Other plays at the festival include the winners of NotaBle Acts’ annual playwriting contest, including staged readings of the four winners of the contest’s one-act category:Spaceman by Jake Martin, The Beavercreek Vacancy by Gordon Mihan, Portrait of a One-Eyed Man by Bruce Allen Lynch, and Jolt by Tilly Jackson will be performed at Memorial Hall, UNB, from July 29-August 1, 8 PM nightly. Together, the plays offer a diverse range of dramatic fare, from absurd comedy to poignant family drama to an espionage thriller based on real events.
Taking it to the Streets, a production featuring free outdoor lunchtime theatre in Barracks Square (July 27-31), stages the four winners of NB Acts’ 2015 ten-minute playwriting contest, with an hour of fast-paced, winning comedy on tap. Alexa Higgins’ Bergman Gets Results takes us inside the minds of the members of a hilariously dysfunctional yoga class; Jake Martin’s Someone Gets Shot is a comic thriller that ends with a bang; Jeff Lloyd’s A Curious Incident at the Park in the Daytime makes a bestselling book the possible dealmaker/breaker in a chance romantic encounter; and Gordon Mihan’s Rest in Peace, Mr. Fish features a toilet as its central set piece (for obvious reasons..).

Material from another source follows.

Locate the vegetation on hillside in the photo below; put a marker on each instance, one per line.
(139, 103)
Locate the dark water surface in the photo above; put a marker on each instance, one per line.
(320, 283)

Rounding out the festival are a pair of site-specific works performed on the Green by the St. John River. Alex Donovan’s The Field tells the story of a years-long relationship in the space of fifteen minutes, aided by movement and music, and Jean-Michel Cliche’s Jon and Richard Duel for Honour encapsulates a hilarious commentary on masculinity and bro-hood in the form of a fencing duel between two estranged friends. Street Scenes: Two Site-Specific Plays will be performed on July 26 at 5:00pm and at 7:30pm on July 27 and 28.
A night of readings at the Beaverbrook Art Gallery (July 26, 7:30) will feature the winner of the 2015 NotaBle Acts High School Playwriting Contest, Kira Smith’s The Damsel in Distress Who Saved Herself, and works in progress by the festival’s Playwright/Dramaturge in Residence, Daniel Macdonald.